Amelia is a frustratingly old-school, Hollywood-style, inspirational biopic about Amelia Earhart that doesn't trust a viewer's independent assessment of the famous woman pictured on the screen. The mystery we ought to be paying attention to is: What really happened on the legendary American aviator's final, fatal flight in 1937? But the question audiences are left with is this: How could so tradition-busting a role model have resulted in so square, stiff, and earthbound a movie? Why present such a modern woman in such a fusty format? Dressed for the title role in a wardrobe of jumpsuits, leather jackets, scarves, and slinky evening wear dashing enough to stop air traffic, Hilary Swank's Earhart doesn't so much talk as make stump speeches even when she's at her own breakfast table. And director Mira Nair (The Namesake), working from an overexplanatory script by Ron Bass and Anna Hamilton Phelan (based on dual biographies by Susan Butler and Mary S. Lovell), overloads the picture with a cargo of messages, so much so that she deadens her subject's spirit. Some of these talking points are aimed at today's teenage girls who might admire the subject's highly personal fashion sense; others go out to older women who cherish her feminist cred. All of them add up to banners that might as well be flown from an aircraft tail over a beach: Amelia Earhart lived free in life and love! And Fly! She! Must!
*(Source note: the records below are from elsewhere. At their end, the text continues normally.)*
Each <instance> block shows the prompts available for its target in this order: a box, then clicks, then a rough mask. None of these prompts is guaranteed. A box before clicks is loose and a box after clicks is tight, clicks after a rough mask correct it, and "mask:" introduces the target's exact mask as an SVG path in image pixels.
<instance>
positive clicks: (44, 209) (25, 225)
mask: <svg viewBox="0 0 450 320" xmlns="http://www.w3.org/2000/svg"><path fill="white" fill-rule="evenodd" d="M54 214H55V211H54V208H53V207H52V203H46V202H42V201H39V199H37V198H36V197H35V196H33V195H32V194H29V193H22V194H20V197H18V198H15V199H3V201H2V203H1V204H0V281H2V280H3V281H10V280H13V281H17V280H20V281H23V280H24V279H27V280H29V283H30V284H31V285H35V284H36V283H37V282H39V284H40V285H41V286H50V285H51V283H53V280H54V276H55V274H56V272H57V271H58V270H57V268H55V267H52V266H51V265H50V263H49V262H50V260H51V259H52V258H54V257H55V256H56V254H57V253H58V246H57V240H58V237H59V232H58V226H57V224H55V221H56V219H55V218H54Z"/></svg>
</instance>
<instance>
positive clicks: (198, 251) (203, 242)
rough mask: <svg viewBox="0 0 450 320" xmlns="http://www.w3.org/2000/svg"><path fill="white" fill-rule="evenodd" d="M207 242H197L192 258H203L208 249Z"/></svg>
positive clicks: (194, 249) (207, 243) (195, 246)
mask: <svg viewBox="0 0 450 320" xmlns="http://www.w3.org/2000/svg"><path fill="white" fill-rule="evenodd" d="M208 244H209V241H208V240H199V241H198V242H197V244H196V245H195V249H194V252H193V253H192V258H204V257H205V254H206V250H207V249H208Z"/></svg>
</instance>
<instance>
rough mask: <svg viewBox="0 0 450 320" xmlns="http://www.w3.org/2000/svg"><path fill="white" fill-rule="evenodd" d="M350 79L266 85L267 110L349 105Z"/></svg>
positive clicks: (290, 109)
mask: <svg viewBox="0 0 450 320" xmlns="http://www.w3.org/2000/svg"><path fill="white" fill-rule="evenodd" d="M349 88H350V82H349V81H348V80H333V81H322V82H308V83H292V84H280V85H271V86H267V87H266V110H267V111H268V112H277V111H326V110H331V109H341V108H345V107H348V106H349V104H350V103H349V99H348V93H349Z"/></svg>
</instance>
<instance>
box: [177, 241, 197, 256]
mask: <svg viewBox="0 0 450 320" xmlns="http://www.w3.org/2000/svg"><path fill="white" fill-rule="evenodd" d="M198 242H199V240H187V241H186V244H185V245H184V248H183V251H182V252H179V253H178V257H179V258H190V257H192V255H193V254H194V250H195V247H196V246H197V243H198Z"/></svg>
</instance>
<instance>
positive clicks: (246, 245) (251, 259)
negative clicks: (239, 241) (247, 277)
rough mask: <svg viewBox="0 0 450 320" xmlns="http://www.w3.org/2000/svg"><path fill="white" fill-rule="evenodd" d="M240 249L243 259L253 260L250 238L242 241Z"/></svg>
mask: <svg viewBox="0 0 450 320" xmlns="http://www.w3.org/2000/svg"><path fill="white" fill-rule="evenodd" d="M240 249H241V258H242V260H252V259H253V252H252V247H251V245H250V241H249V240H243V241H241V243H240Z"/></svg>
Of course, she did, setting records as the first woman to fly across the Atlantic in 1928 (she was a passenger, but still, ladies of the day generally didn't wear leather helmets and zoom through the air). Earhart was the first woman to fly solo across the Atlantic in 1932. She went on to launch her own brand-name fashion line. In 1935, she became the first pilot to fly solo from Hawaii to California. Sometimes the press dubbed her Lady Lindy, linking her fame to that of pioneering pilot Charles Lindbergh. Most famously, she vanished (along with her navigator, Fred Noonan) in the middle of the Pacific while on an around-the-world flight in 1937; her plane was never found, and she was declared legally dead in 1939.
Along the way, the celebrity married George Putnam, the publisher and tireless promoter who shaped her public image. (Richard Gere does the honors as Putnam with all the dated, silver-head-in-hands poses required of him as a worried businessman/spouse whose wife is also his client.) For a time, the freethinking woman also conducted a love affair with aeronautics pioneer Gene Vidal (Ewan McGregor), now best known as the father of writer Gore Vidal. Swank delivers long, carefully composed explications of Earhart's unorthodox attitude toward marriage and feminine autonomy, taken from her journal entries, in studied accents somewhere between those of the Kansas plains of Earhart's birth and those of Katharine Hepburn in her most famous trouser-wearing, gumption-gal roles.
Amelia dutifully conveys the salient biographical info with a trusty cinematic device: As Earhart and Noonan embark on their doomed flight, flashbacks catch the audience up on the events that got her there. (Christopher Eccleston, as Noonan, is the one understated player in this endeavor.) Those last 10 minutes or so of radio-communications loss, concurrent instrument failure, and dawning awareness of disaster are honestly gripping. But just in case the point isn't clear enough (She! Must! Fly!), throughout the drama composer Gabriel Yared lays on blasts of musical exclamations that are as distracting as sirens. Sometimes that music says, ''It's great to be in the sky and surfing the clouds!'' Sometimes it says, ''Look how pretty the landscape looks below — kind of makes you miss the music in Out of Africa, right?'' Sometimes the rumble of violins and horns hints, ''Uh-oh, we're getting to the tragic part of the story!''
Mostly, the busy orchestra backs up the starry cinematography to remind us, ''This slim, androgynous beauty, with her unusual love life and her driving need to take to the skies, sure was something, huh?!'' Whatever the message, there's no navigating around such intrusive messengers.